The transition to value based care is driving hospitals to convert hospital outpatient departments into ASCs, reversing the previous ASC-to-HOPD trend, according to a recent whitepaper from Regent Surgical Health.
Beginning in 2017, a regulation change from the 2015 budget deal helped encourage the trend reversal by removing an incentive for providers to buy off-campus ASCs and convert them into HOPDs.
However, hospitals considering the switch face two challenges: giving up traditional, short-term advantages for longer-term gains and getting all parties aligned in a deal, said Thomas Crossen, Regent's chief development officer.
Hospitals that break through those barriers can reap four strategic benefits.
1. Operational efficiency
With a narrower scope of work than HOPDs, ASCs help cut down on expenses for the two most expensive budget line items: supplies and staffing. Whereas HOPDs handle emergencies that make it difficult to predict inventory needs and where personnel will be wanted, ASCs can stock supply closets with precision, assign employees to multiple duties or part-time schedules and send staff home. ASCs also foster scheduling efficiency due to short patient stays.

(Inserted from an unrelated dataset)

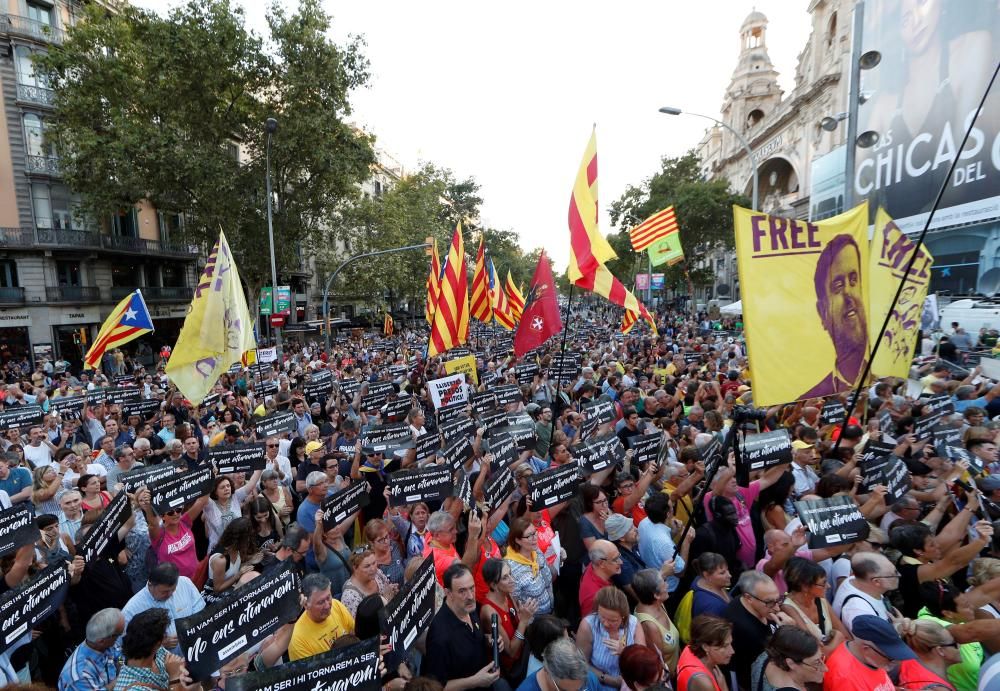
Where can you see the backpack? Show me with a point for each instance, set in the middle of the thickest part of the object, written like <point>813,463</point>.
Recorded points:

"The profit opportunity is selecting the most cost effective care setting, and that's where ambulatory care options drive value," said Regent CEO Chris Bishop.
2. Physician alignment
Joint venture partnerships with ASCs benefit both hospitals and physicians, according to Regent's report. For hospitals, financial investment and risk is minimized. Physicians gain management resources, entrepreneurial opportunities and greater control. These perks lead to another reward for hospitals — fewer "physician splitters," or independent physicians that admit to both a hospital and one or more competing facilities.

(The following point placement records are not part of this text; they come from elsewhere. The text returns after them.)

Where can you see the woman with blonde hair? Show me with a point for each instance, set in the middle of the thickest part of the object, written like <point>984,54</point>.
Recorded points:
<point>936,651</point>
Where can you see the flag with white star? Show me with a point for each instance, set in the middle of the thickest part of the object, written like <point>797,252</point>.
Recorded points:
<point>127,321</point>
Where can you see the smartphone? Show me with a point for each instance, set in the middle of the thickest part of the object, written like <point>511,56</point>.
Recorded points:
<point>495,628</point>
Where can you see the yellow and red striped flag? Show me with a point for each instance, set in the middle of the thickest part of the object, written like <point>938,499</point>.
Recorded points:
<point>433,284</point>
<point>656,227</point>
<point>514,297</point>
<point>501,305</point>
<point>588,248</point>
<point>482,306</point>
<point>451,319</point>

Hospitals sharing ASC ownership can also free up operating rooms for more severe, higher reimbursing cases by routing less severe cases with lower reimbursement — such as ophthalmology and GI procedures — to the ASC.
"Hospitals understand that declining reimbursement can be offset by case volume and physician loyalty in a JV partnership," said Mark Murphy, chief strategy officer at Syracuse, N.Y.-based St. Joseph’s Health.
3. Payer cost sharing
Payer cost sharing arrangements can ease the HOPD to ASC transition for hospital leaders apprehensive about giving up high reimbursement rates. For example, nonprofit systems can reinvest the savings to fund unreimbursed ER care or update inpatient facilities.
4. Market relevance
Joint ventures can help hospitals stay in front of healthcare changes, observe competitors and keep pace with a marketplace ripe for disruption.
"The Amazon initiative is a shot across the bow at tradition, while Teladoc is changing the way we think about treating flu and improving the quality of care," said Mr. Bishop. "With the emerging trend toward HOPD [to] ASC conversions, we're seeing hospital systems shifting into the paradigm of healthcare disruption as well."